Les conditions dans lesquelles nous avons pu rassembler, pour notre Dictionnaire du judaïsme français depuis 1944(1), une vingtaine de chercheurs trentenaires passionnés par l’histoire, la sociologie et la psychologie des Juifs de France, prouvent que le travail sur le monde juif français déclenche encore des vocations chez les jeunes, juifs ou non, persuadés qu’il y a là des sujets passionnants. Il faut dire ici que les intellectuels juifs se sont peut-être trop longtemps laissés enfermer dans des questions ressassées qui alimentent une certaine paranoïa (même si les paranoïaques ont des ennemis) et font d’eux des spécialistes de la Shoah ou d’Israël. N’est-il pas temps de raviver le lien que les Juifs ont avec leur histoire et leur culture ?

Même si la religion fut la colonne vertébrale de la transmission du judaïsme, elle en est seulement l’arête centrale, que le patrimoine culturel fantastique qui est le nôtre vient habiller et remplir de contenus. Nous sommes constitués d’une tradition et d’une histoire qui ont modelé une identité spécifique et d’abord culturelle. Alors que de trop nombreux Juifs déclarent aujourd’hui en France, comme des chrétiens, qu’ils croient ou ne croient pas, qu’ils suivent leurs rabbins comme des prêtres, nous aimons revenir à « l’avant Maïmonide », à une époque où le Juif ne résolvait pas le problème de Dieu, mais laissait la question fichée au cœur de l’individu comme de l’assemblée des siens : une question à laquelle il ne fallait surtout pas s’empresser de répondre. Quant au rapport à Israël, s’il tient de la solidarité fondamentale avec un peuple dont le droit à l’existence politique est incontournable, il ne signifie en aucune manière un alignement inconditionnel sur la politique de l’État. Cela posé, reste à définir ce patrimoine culturel juif dont nous nous sentons les héritiers. Il est fait d’idées, de réflexions théoriques contradictoires, mais aussi d’expériences littéraires, françaises ou étrangères, dont la lecture nous a imprégnés, modifiant parfois nos modes d’adhésion au judaïsme.
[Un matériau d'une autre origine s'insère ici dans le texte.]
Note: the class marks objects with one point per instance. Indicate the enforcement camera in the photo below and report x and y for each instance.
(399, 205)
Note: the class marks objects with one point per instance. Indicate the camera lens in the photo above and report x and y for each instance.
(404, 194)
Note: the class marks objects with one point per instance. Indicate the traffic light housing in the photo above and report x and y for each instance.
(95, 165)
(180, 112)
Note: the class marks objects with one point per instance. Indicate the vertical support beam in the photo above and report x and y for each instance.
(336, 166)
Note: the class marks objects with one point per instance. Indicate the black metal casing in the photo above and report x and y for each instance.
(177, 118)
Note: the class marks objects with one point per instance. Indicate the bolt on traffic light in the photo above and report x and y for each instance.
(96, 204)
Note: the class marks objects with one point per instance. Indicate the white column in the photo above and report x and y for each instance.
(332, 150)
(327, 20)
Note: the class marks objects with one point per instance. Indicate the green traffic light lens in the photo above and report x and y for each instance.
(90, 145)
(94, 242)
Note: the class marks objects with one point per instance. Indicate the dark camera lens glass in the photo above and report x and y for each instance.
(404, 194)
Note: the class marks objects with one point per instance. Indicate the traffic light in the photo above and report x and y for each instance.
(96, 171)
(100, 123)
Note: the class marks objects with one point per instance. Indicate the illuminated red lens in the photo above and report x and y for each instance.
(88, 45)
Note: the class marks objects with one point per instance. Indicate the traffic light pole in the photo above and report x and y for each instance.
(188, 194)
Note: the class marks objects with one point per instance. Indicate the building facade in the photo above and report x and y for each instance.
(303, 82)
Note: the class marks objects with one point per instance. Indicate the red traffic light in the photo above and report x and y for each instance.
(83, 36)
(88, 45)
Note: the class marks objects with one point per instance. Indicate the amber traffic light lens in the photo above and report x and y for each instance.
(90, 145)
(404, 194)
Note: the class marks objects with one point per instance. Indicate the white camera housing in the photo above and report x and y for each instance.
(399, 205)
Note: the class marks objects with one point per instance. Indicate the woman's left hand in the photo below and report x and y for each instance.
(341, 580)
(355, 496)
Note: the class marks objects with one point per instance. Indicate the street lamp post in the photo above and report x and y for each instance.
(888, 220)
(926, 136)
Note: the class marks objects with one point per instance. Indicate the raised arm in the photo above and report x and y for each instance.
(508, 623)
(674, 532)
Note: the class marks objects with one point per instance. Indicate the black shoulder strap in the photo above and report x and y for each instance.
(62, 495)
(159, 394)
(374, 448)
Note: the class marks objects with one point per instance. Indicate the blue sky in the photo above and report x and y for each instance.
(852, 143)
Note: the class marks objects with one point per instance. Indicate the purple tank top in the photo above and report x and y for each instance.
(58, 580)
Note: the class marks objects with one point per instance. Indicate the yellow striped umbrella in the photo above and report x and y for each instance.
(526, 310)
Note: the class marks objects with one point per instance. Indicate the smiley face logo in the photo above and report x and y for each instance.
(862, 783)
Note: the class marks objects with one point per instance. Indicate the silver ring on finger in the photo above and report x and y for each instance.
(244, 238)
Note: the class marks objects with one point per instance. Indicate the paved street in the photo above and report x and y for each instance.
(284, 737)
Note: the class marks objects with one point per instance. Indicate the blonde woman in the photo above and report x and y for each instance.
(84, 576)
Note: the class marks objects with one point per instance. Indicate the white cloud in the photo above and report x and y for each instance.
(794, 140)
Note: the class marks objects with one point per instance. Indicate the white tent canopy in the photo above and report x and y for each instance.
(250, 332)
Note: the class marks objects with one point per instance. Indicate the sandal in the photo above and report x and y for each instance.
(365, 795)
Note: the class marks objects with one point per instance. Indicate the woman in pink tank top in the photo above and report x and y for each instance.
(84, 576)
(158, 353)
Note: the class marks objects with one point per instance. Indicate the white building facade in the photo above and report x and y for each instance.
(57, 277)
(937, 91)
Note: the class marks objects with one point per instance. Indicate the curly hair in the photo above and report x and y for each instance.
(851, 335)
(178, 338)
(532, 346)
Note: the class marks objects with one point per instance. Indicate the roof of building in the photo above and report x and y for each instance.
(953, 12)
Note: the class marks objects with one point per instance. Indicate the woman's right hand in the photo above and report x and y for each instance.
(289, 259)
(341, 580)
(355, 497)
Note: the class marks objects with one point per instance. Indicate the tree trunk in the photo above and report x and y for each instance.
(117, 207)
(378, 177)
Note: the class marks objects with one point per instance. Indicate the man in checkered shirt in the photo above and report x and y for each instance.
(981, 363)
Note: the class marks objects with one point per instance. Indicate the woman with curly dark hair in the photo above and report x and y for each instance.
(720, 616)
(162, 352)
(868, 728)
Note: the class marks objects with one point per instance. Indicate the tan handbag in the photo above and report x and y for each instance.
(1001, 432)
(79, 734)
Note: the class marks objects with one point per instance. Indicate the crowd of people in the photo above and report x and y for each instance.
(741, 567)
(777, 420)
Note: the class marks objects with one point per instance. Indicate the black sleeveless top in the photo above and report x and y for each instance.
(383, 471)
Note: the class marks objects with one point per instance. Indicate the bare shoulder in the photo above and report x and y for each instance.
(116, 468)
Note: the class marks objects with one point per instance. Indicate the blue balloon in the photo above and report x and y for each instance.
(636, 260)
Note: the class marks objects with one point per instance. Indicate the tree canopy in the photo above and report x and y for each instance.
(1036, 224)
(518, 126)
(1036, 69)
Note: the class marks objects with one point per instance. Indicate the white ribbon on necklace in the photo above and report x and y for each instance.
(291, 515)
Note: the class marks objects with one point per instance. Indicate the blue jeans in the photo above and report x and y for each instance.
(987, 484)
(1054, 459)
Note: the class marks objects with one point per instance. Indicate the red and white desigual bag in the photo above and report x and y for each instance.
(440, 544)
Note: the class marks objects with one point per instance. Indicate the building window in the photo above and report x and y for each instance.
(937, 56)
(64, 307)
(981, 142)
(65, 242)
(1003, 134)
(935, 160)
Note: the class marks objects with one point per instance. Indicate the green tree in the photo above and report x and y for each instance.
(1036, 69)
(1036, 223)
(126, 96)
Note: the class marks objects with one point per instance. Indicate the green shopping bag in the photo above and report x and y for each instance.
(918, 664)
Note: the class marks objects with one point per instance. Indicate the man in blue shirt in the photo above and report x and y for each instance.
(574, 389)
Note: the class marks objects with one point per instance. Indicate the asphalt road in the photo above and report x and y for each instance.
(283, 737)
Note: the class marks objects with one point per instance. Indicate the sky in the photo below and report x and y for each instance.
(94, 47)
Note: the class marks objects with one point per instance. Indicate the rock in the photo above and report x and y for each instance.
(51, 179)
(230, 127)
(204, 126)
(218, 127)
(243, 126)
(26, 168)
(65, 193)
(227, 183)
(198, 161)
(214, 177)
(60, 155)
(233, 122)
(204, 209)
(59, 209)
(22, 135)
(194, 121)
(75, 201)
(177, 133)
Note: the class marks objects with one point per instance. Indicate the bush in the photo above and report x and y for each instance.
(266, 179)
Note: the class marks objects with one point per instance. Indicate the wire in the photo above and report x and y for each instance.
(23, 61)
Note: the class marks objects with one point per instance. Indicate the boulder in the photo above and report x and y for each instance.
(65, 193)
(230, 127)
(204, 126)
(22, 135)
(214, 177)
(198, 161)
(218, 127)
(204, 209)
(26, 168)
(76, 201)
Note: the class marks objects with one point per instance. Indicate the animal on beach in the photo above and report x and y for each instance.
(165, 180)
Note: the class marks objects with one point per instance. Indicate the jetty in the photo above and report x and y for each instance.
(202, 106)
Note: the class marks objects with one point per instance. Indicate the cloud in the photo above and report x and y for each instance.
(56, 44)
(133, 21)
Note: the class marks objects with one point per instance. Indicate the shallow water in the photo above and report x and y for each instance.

Évidemment, des films, des poèmes, des pièces de théâtre ont aussi composé ce trésor dont nous avons voulu donner une idée dans notre Dictionnaire.

Trop souvent les institutions juives ont été tentées de s’exprimer au nom de tous les Juifs de France. Il n’est que temps de mesurer le fossé qui sépare ceux qui apparaissent comme des représentants de la communauté juive, de la majorité des Juifs de France. C’est de leurs valeurs, de leurs consciences juives qu’il nous paraît nécessaire de parler également. On a l’habitude d’évoquer « la communauté juive » comme si des liens explicites s’étaient noués entre les Juifs de France. S’il est bon que le  CRIF nous représente face aux pouvoirs politiques, trop de porte-paroles autoproclamés se pressent pour s’exprimer au nom de la communauté. Nous, individus se reconnaissant comme juifs, sommes plus que sensibles à la diversité et au pluralisme des Juifs de France. Ils ne forment pas une communauté, mais participent d’un peuple en recherche, désireux de dialoguer avec ce qui n’est pas lui dans la nation. Peut-être est-il temps de remettre au goût du jour le beau mot de diaspora, qui évoque la dispersion et l’attachement à leur culture d’emprunt des Juifs de France. Juifs français nous sommes, et Juifs français, nous

revendiquons de l’être !

L’adhésion à la communauté risque de virer au communautarisme dont nous ne voulons à aucun prix. Si des solidarités de toute espèce nous unissent aux autres Juifs de France, ce n’est pas en tant que membres de la communauté que nous les manifestons, mais en tant qu’individus, intellectuels juifs engagés dans la cité.

Notes :

 

 

1. Jean Leselbaum et Antoine Spire (dir.), Dictionnaire du judaïsme français depuis 1944, Paris, Le bord de l’eau/Armand Colin, 2013.